Through a Wisdom Eye: An Interview with Josh Bartok

BartokAn Interview with Josh Bartok
By Gary Gach

Gutenberg's Bible was the first book in Europe printed with movable type (circa 1455). Did you know? the first book printed with movable type, ever, was a collection of Buddhist texts, printed in 1377, in Korea -- transcriptions of Dharma talks. Five centuries earlier, an edition of the Diamond Sutra became the oldest known dated printed book ever. To update our awareness and attempt a glimpse of what's over the horizon for Buddhist book publishing, Patheos recently spoke with a leading exponent in the field, Josh Bartok, a senior editor at Wisdom Publications and a Zen priest.

Wisdom Publications is a nonprofit organization founded thirty years ago by Lama Thubten Yeshe, who, with Lama Zopa Rinpoche, also established the Foundation for the Preservation of the Mahayana Tradition. Wisdom publishes books from all traditions of Buddhism.

Has it been a challenge to work with and publish from a variety of practice lineages?

Wisdom's mission is to serve the Dharma . . . and our own Bodhisattva Vows to save all beings. We don't have a sectarian or proselytizing mission. It's a matter of finding books that serve, through some path or other, some piece of the Dharma community, of appreciating how each teaching lineage and teaching sect holds its own Dharma position in the larger Dharma universe.
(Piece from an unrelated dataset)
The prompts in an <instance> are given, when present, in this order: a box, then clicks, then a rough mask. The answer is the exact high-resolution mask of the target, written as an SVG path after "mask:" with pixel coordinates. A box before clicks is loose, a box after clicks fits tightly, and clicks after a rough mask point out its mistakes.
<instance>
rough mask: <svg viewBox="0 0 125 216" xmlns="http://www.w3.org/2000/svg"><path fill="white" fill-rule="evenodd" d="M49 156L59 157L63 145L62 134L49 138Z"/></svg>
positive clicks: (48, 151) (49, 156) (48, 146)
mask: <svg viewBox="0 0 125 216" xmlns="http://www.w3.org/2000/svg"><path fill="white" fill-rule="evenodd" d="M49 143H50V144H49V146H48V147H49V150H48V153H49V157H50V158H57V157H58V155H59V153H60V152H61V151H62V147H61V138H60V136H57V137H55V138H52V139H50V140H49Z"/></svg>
We look for authors coming from a position deeply informed by a tradition of Buddhism.

For me, it's been an enormous gift and teaching to be able to work so deeply with manuscripts and authors from so many different traditions and to get a real bird's-eye view of the strengths and styles of different lineages -- and to get to know the forest by studying so many different trees, in so many different places.


Read More from: The Future of Buddhism

Have you noticed any of your books doing particularly well, and perhaps reflecting any broad trend or tendency in the culture?

A great deal of the "Buddhism and . . ." books have done very well, such as The Dharma of Star Wars;Hardcore Zen: Punk Rock, Monster Movies & the Truth about Reality; andMindfulness Yoga: The Awakened Union of Breath, Body, and Mind, bringing forth yoga as Dharma practice. Buddhism and the realm of psychology have succeeded well. In a way, our native religion is psychology even more than it is Christianity because of the way a great many Westerners interpret inner and outer experience through the lens of psychological experience (which is not the same as psychotherapy, by the way).

Just to interject for a moment: one of our contributors to the Future of Buddhismseries cautions against a mismatch between Buddhism and psychology.

I wouldn't want to say they're the same thing at all. There can or can not be areas of overlap and areas of non-overlap; there are the dispositions of the therapist and patient that influence that as well, and so forth. But there are certainly areas of resonance.

Aha.

Another book that's doing really well is Mindfulness Teaching and Teaching Mindfulness: A Guide for Anyone Who Teaches Anything. It's what we, in-house, call "stealth Dharma." It doesn't use the word "Dharma," or "Buddha" or anything at all from religious tradition whatsoever. It's getting a really enormously popular response among all kinds of folks, and we're hearing from many deans and department heads and school board members that they're going to recommend that everyone in the department and the students read this. I think there's a way in which that represents a deep, profound, and major influence that the Dharma is having on our society and culture -- in such a way that you don't even see it as such. If you didn't know what the Dharma is in advance, and didn't know what to look for, then you wouldn't see that what is having an effect is in fact the Dharma.